"He is going fast," whispered the Doctor, "his mind is killing him. Where are his relatives?"
His relatives! Sad, sad word! His wife had been dead many years, and her relatives were at a distance; perchance in a foreign land. His nearest relative was a corpse, up-stairs, with a pistol wound through his heart.
Evelyn Somers, Sen., was one of the richest men in New York, and yet there was not a single relative to stand by his dying-bed. The death-sweat on his fevered brow, the whiteness of death on his quivering lips, the fire of the grave in his expanding eyes, Evelyn Somers, the merchant prince, had neither wife nor child nor relative to stand by him in his last hour. The poor boy who wept by the bed-side was, perchance, his only friend.

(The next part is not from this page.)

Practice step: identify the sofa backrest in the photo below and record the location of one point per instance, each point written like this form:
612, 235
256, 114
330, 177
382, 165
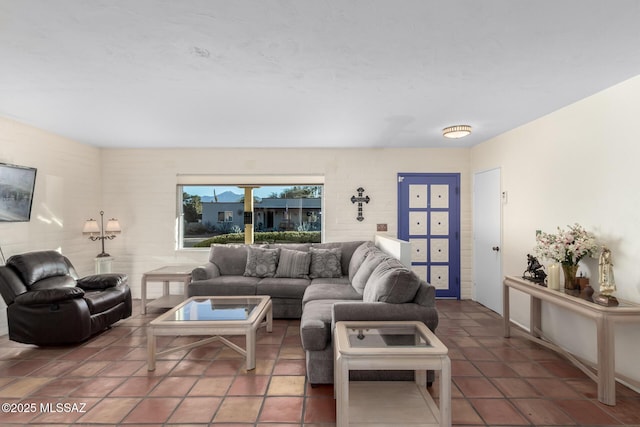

"Cornelius Berman, the artist, (who died, I believe, some years ago,) was his only relative in New York: his only son out of view." This was the answer of Colonel Tarleton, to the question of the Doctor.
And the dying man, still sitting bolt upright, one hand on his knee, and the other grasping the golden coin, still babbled in his delirium in the hollow tone of death. He talked of everything. He bought and sold, received rent and distressed tenants, paid notes and protested them, made imaginary sums by the sale of stocks, and achieved imaginary triumphs by the purchase of profitable tracts of land,—it was a frightful scene.
The Doctor shuddered, and as he looked at his watch, muttered a word of prayer.
The Colonel turned his face away, but was forced by an involuntary impulse, to turn again and gaze upon that livid countenance.
The boy Gulian—in the shadows of the room—sunk on his knees and uttered a prayer, broken by sobs.
At length the dying man seemed to recover a portion of his consciousness. Turning his gaze from the golden coin which he still clutched in his fingers, he said in a voice which, in some measure, resembled his every-day tone,—
"Send for a minister, a minister, quick! I am very weak."